なんかさー、私、ドアとかちゃんと閉まってないと嫌なのね。でも半開きになってることがたまにあったりするの。
あとさ、ハサミとかが定位置になかったりして。まぁ、どっちも私がボケーッとしてたんだろうけどさ。
でも思い込みってゆーのかね。そのうち、部屋の中で子供の声みたいなのが聞こえるようになったり、急に肩が重くなったりし始めたんだよね。で、私もちょっと変だったからさ。堕ろした子なのかな、というか、その子だったらいいなー、とか思ったんだ。
そんでさ、人形を買ったの。赤ちゃんの格好した、ミルク飲み人形っていうの? それを毎日だっこして、服変えて、離乳食作ったりとかはないけど、自分のご飯をちょっと取り分けてあげてね。
で、ここにおいでって声をかけてた。いつまでも見えないまんまでふよふよしてるより、形があった方がいいなーと思って。
その生活が、うーん、1ヵ月はやってたなぁ。その頃はなんか、アッキーにも全然連絡しなくなってたんだよね。あ、心配してくれてたの? ほんと、色々ごめんね。
あのね、人形の顔がどんどん変わってきたんだよね。
目の色が明るめの茶色だったんだけど、どんどん黒くなってくるし。口がだんだん開いてきて、唇とかも真っ赤になったんだよ。口の中に歯があるのが見えてたからさ、私の思い過ごしばかりじゃないと思うんだ。

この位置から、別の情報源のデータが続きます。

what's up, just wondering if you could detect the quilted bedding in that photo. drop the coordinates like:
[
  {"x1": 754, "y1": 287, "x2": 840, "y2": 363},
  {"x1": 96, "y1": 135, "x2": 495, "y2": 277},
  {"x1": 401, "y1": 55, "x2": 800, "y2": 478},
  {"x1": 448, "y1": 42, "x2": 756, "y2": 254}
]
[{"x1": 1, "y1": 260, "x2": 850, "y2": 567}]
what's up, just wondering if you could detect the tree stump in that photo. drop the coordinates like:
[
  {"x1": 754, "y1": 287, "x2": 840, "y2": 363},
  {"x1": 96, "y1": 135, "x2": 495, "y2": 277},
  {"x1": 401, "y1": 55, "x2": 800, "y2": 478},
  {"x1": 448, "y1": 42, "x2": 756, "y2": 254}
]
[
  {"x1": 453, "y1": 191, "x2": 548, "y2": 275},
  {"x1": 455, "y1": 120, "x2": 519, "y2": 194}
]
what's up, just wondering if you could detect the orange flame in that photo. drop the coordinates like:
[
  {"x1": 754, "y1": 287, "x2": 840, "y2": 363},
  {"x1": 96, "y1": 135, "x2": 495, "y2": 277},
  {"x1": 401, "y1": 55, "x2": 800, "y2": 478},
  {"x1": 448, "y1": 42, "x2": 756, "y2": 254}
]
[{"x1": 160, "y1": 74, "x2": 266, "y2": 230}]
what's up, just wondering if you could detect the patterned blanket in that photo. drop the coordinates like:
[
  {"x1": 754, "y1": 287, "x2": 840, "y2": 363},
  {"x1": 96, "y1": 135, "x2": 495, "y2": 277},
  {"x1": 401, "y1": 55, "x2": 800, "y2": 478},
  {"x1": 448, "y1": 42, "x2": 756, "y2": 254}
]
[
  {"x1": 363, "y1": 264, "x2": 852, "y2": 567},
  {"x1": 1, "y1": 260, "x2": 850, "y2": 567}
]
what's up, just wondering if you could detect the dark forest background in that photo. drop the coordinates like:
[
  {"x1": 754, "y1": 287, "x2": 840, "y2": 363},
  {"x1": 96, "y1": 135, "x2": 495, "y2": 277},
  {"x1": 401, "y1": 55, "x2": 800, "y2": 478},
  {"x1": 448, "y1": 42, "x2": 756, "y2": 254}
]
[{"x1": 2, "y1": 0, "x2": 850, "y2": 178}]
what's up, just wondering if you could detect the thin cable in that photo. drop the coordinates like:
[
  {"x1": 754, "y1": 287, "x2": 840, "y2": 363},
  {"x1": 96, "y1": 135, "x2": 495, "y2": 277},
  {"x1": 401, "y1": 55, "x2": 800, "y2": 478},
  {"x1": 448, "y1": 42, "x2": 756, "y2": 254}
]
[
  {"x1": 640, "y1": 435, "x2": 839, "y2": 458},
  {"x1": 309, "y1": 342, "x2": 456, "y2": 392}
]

顔立ちもそりゃ人形だから、きれいな左右対称の顔してたんだけど、だんだんバランスがおかしくなっちゃって、右目だけ妙に大きくなった。口元は歪んでるし、なんか泣いてるみたいに見えてきてさ。
それでも抱っこして、お世話して、毎日一緒に寝てたんだ。
そんでさ、先月の23日なんだけど。人形を抱っこして、ベランダから外を見てたんだよね。そしたら腕の中で声がしたんだ。
はっきりしゃべったんじゃなくて、「やー」みたいな声。びっくりして落としそうになっちゃった。そしたらこんなちっさい手で、私の服を掴んでるんだよ。まぁ、人形の指が引っかかっちゃっただけなんだろうけど。
でもそん時にさ、なんか、ああ、私すっごい間違ってたなと思って。人形をこんなことにしちゃ、いけなかったんだろうなって。この子どうしようって色々考えたんだけどさ。
小さいブランケット買ってね。それに包んで、彼の家に行ったの。
そんで、こっそり縁の下の、奥の方に置いてきた。
そしたら、なーんかスッキリしちゃったというか、憑き物が落ちたっていうか。それからなんか、元気なんだよね、私。
もう連絡とってないからなぁ。どうしたかなぁ、彼。
あはははははは。はぁ……。
ねぇアッキー。
私、死んだら地獄に行くのかなぁ。